Acabo de revisar algunas listas de teléfonos de lujo increíbles y, honestamente, el mercado de teléfonos más caros es absolutamente salvaje. Estamos hablando de dispositivos que cuestan más que carteras inmobiliarias enteras, donde el poder de computación real es casi irrelevante.



¿La parte loca? Estos no son prototipos ni piezas conceptuales. Son teléfonos reales que realmente existen. Toma el Falcon Supernova iPhone 6 Pink Diamond, valorado en 48.5 millones de dólares. Eso no es un error tipográfico. La cosa es básicamente un diamante rosa del tamaño de un teléfono con algunos circuitos adjuntos. La piedra sola justifica el precio, ya que los diamantes rosas están entre las gemas más raras del planeta.

Luego está el trabajo de Stuart Hughes, un diseñador británico que básicamente se convirtió en el rey de los teléfonos ultra-lujosos. Su Black Diamond iPhone de 2012 costó 15 millones de dólares y tomó nueve semanas en ser elaborado a mano. Hablamos de un chasis de oro de 24 quilates, 600 diamantes blancos en los bordes y un diamante negro de 26 quilates reemplazando el botón de inicio. La pantalla es de cristal de zafiro porque, aparentemente, el vidrio normal no era lo suficientemente exclusivo.

Su iPhone 4S Elite Gold llevó las cosas aún más lejos, con un valor de 9.4 millones de dólares. Borde de oro rosa con 500 diamantes, parte trasera de oro de 24 quilates macizo, y escuchen esto: la caja es un cofre de platino forrado con hueso de dinosaurio T-Rex real. Cuando la caja de tu teléfono cuesta más que un coche de lujo, sabes que has entrado en un universo diferente.

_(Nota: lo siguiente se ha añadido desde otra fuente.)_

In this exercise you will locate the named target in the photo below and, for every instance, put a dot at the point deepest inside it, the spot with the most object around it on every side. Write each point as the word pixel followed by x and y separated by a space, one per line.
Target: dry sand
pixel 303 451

Antes de eso vino la edición Diamond Rose, por 8 millones de dólares, con un diamante rosa de 7.4 quilates como botón de inicio. Solo se hicieron dos, que es toda la gracia. Exclusividad sobre funcionalidad.

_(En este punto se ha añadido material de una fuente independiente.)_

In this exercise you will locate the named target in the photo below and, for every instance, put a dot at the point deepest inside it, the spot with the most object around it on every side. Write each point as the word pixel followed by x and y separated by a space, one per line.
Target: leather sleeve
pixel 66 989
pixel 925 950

Y si retrocedemos aún más, el Goldstriker 3GS Supreme tomó diez meses en construirse y cuesta 3.2 millones de dólares. 271 gramos de oro de 22 quilates, 136 diamantes en el bisel frontal y un botón de inicio de diamante de 7.1 quilates. Se envía en un cofre de granito de 7 kg porque, ¿por qué no?

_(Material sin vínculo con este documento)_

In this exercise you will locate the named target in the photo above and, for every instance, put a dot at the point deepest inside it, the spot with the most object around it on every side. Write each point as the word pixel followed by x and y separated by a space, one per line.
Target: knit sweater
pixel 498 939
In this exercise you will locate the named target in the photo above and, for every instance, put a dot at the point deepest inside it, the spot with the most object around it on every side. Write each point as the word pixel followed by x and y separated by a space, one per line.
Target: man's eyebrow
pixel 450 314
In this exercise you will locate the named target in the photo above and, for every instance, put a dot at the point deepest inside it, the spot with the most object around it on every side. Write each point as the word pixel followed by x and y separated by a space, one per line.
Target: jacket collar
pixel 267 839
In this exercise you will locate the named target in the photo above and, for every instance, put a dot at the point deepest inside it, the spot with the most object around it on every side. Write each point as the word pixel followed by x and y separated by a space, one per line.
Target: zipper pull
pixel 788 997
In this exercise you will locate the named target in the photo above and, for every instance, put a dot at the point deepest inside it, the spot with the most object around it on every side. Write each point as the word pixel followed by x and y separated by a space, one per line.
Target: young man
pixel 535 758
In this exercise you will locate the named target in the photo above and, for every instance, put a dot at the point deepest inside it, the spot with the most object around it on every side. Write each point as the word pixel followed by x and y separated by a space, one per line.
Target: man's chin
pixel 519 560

Incluso los 'más económicos' en esta categoría son una locura. El Diamond Crypto Smartphone, por 1.3 millones de dólares, presenta 50 diamantes, incluidos algunos azules raros, todo en un marco de platino. El Goldvish Le Million de 2006 todavía se reconoce como uno de los modelos de teléfono más caros jamás creados: 1 millón de dólares por oro blanco de 18 quilates y 120 quilates de diamantes VVS-1 en esa forma icónica de bumerán.

Entonces, ¿por qué alguien paga tanto? Sencillo: no estás comprando mejores especificaciones o procesadores más rápidos. Estás comprando rareza. Estos materiales — diamantes de alta calidad, metales preciosos sólidos, incluso hueso prehistórico — aumentan de valor con el tiempo. Estás pagando por meses de artesanía artesanal de joyeros maestros. Estás pagando por algo que nunca será producido en masa. Es inversión, exclusividad y estatus, todo en un objeto portátil.

El teléfono más caro en realidad no es un teléfono en absoluto. Es una bóveda de gemas que, por casualidad, puede hacer llamadas.